O mercado brasileiro de milho encerrou a terça-feira (09/06) com pouca movimentação e preços praticamente estáveis. A combinação entre compradores cautelosos, oferta considerada confortável e a expectativa pelo avanço da colheita da segunda safra manteve o setor em compasso de espera.
De acordo com a consultoria TF Agroeconômica, a leve variação do dólar e a estabilidade observada tanto na bolsa brasileira quanto no mercado internacional contribuíram para um dia sem grandes oscilações nos negócios.
Na B3, os contratos futuros fecharam com comportamento misto, mas sem mudanças expressivas.
O contrato com vencimento em julho de 2026 encerrou o dia cotado a R$ 65,26 por saca, com queda de R$ 0,20. No acumulado da semana, porém, registra valorização de R$ 0,67.

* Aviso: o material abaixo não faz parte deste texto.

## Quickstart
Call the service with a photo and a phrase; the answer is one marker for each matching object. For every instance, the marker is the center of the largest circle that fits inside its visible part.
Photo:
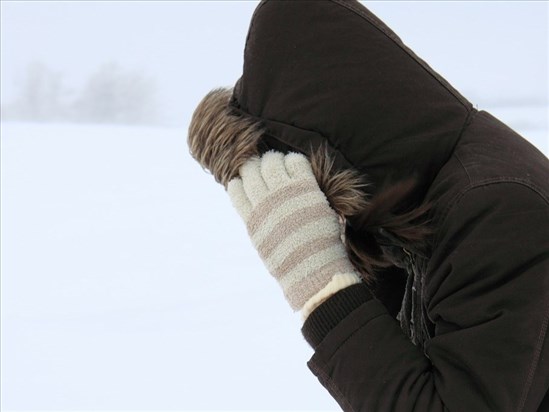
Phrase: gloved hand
(293, 227)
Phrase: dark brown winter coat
(471, 334)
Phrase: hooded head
(330, 80)
(330, 72)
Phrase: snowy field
(128, 280)
(127, 275)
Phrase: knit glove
(293, 227)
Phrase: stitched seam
(404, 48)
(331, 383)
(535, 361)
(457, 198)
(362, 325)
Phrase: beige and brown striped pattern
(291, 224)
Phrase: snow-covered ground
(128, 280)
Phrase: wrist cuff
(332, 311)
(338, 282)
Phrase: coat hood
(331, 72)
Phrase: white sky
(494, 52)
(110, 299)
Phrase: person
(409, 228)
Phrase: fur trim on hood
(221, 140)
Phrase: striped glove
(293, 228)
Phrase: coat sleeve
(487, 293)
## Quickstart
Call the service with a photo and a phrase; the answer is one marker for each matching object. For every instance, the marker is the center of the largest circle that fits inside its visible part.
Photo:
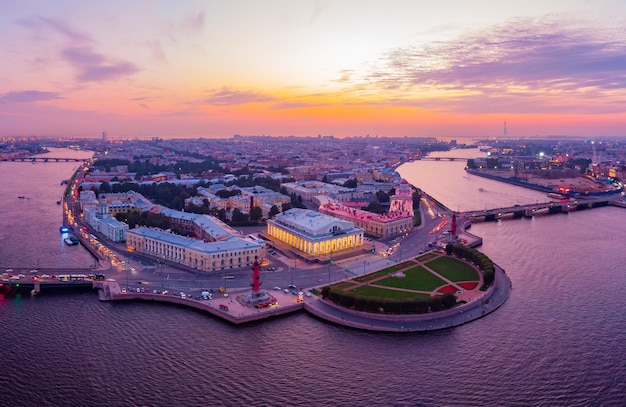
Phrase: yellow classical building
(313, 233)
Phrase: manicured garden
(416, 278)
(371, 291)
(453, 269)
(406, 288)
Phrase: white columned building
(313, 233)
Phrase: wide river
(559, 340)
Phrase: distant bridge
(530, 210)
(442, 159)
(44, 159)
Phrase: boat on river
(71, 241)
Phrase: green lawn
(344, 285)
(381, 273)
(427, 256)
(416, 278)
(369, 291)
(453, 269)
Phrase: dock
(230, 309)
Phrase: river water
(559, 339)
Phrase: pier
(228, 308)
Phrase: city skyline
(350, 68)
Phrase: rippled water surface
(558, 340)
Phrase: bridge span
(530, 210)
(45, 159)
(427, 158)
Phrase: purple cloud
(297, 105)
(562, 59)
(38, 24)
(79, 51)
(28, 96)
(95, 67)
(227, 97)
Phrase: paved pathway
(495, 296)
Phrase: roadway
(160, 274)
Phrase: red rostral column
(453, 231)
(256, 276)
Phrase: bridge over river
(550, 207)
(44, 159)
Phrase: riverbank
(573, 186)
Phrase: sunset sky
(205, 68)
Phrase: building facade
(234, 252)
(313, 233)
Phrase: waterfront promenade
(234, 310)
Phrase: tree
(256, 214)
(105, 187)
(417, 197)
(448, 300)
(273, 211)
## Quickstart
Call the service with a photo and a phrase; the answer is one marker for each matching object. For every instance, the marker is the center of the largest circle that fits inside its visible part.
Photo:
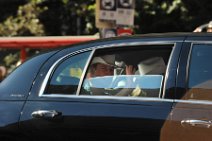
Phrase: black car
(154, 87)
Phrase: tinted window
(200, 73)
(20, 80)
(131, 71)
(66, 76)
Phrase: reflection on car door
(192, 114)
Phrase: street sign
(124, 31)
(107, 10)
(102, 23)
(107, 33)
(125, 12)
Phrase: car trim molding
(109, 97)
(194, 102)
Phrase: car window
(131, 71)
(200, 73)
(66, 77)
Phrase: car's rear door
(191, 116)
(79, 115)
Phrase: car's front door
(60, 109)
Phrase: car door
(59, 108)
(191, 115)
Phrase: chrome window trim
(205, 102)
(93, 49)
(198, 42)
(84, 72)
(167, 73)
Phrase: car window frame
(105, 46)
(188, 70)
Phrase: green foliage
(26, 21)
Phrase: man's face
(104, 70)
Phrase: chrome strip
(167, 72)
(198, 42)
(108, 97)
(84, 72)
(194, 102)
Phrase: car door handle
(46, 114)
(196, 123)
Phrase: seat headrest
(155, 65)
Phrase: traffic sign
(124, 31)
(125, 12)
(107, 10)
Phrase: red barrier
(40, 42)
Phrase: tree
(69, 17)
(26, 21)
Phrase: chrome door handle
(45, 114)
(196, 123)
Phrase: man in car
(103, 66)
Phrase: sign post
(115, 16)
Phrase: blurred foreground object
(3, 72)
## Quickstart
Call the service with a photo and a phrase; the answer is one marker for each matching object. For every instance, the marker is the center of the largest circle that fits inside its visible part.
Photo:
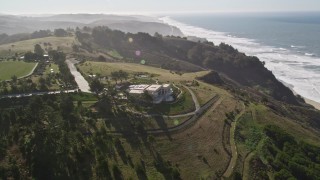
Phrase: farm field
(17, 68)
(64, 43)
(162, 75)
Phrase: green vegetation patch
(290, 159)
(184, 104)
(15, 68)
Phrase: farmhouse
(159, 93)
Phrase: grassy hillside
(65, 44)
(163, 75)
(14, 68)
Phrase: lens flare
(138, 53)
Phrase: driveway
(82, 83)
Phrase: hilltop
(24, 24)
(253, 128)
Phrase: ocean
(289, 43)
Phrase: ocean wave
(288, 66)
(309, 54)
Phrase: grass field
(17, 68)
(163, 75)
(52, 66)
(65, 43)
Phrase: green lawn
(162, 75)
(52, 66)
(65, 43)
(17, 68)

Já o vencimento de setembro de 2026 fechou em R$ 67,46, com leve alta de R$ 0,01 no dia e avanço semanal de R$ 0,50.
O contrato para novembro de 2026 terminou cotado a R$ 70,63 por saca, recuo de R$ 0,13 na sessão, mas ainda acumulando ganho de R$ 0,13 na semana.
No Rio Grande do Sul, a colheita está praticamente concluída, alcançando 98% da área cultivada. Mesmo assim, o mercado segue firme.
As negociações continuam pontuais, com baixa liquidez e compradores já abastecidos. As cotações variam entre R$ 57,00 e R$ 69,00 por saca, enquanto a média estadual alcançou R$ 59,27, alta de 0,87% na semana.
Segundo analistas, ainda restam principalmente áreas de agricultura familiar e lavouras plantadas mais tarde.
Em Santa Catarina, o mercado segue travado pela diferença entre os preços pedidos pelos vendedores e os valores ofertados pelos compradores.
As indicações permanecem próximas de R$ 65,00 por saca, enquanto a demanda gira em torno de R$ 60,00. No Planalto Norte, os negócios são registrados entre R$ 60,00 e R$ 65,00.
No Paraná, a expectativa de aumento da oferta com a chegada da safrinha também limita novas negociações. As indicações estão próximas de R$ 65,00 por saca, enquanto compradores trabalham com valores ao redor de R$ 60,00 CIF.
Além da proximidade da colheita, a queda das cotações internacionais e a menor competitividade das exportações pressionam o mercado interno.
Em Mato Grosso do Sul, os preços variam entre R$ 51,38 e R$ 52,50 por saca.
A comercialização permanece lenta, embora a demanda do setor de bioenergia continue absorvendo parte da produção e ajudando a sustentar os preços.
Por outro lado, estoques elevados e a cautela dos compradores dificultam uma recuperação mais consistente do mercado.
Produtores também acompanham os impactos do déficit hídrico registrado em áreas do sudoeste do estado. A falta de chuva já compromete parte do potencial produtivo da segunda safra e mantém a atenção voltada para os resultados finais da colheita.
A expectativa do setor segue concentrada no avanço da safrinha, principal responsável pelo abastecimento nacional de milho.
Enquanto a oferta continua aumentando gradualmente, compradores evitam aquisições mais agressivas e aguardam uma definição mais clara sobre o volume final da produção e o comportamento dos preços nas próximas semanas.
Com isso, o mercado deve permanecer operando com cautela, acompanhando o ritmo da colheita, as condições climáticas e o cenário internacional.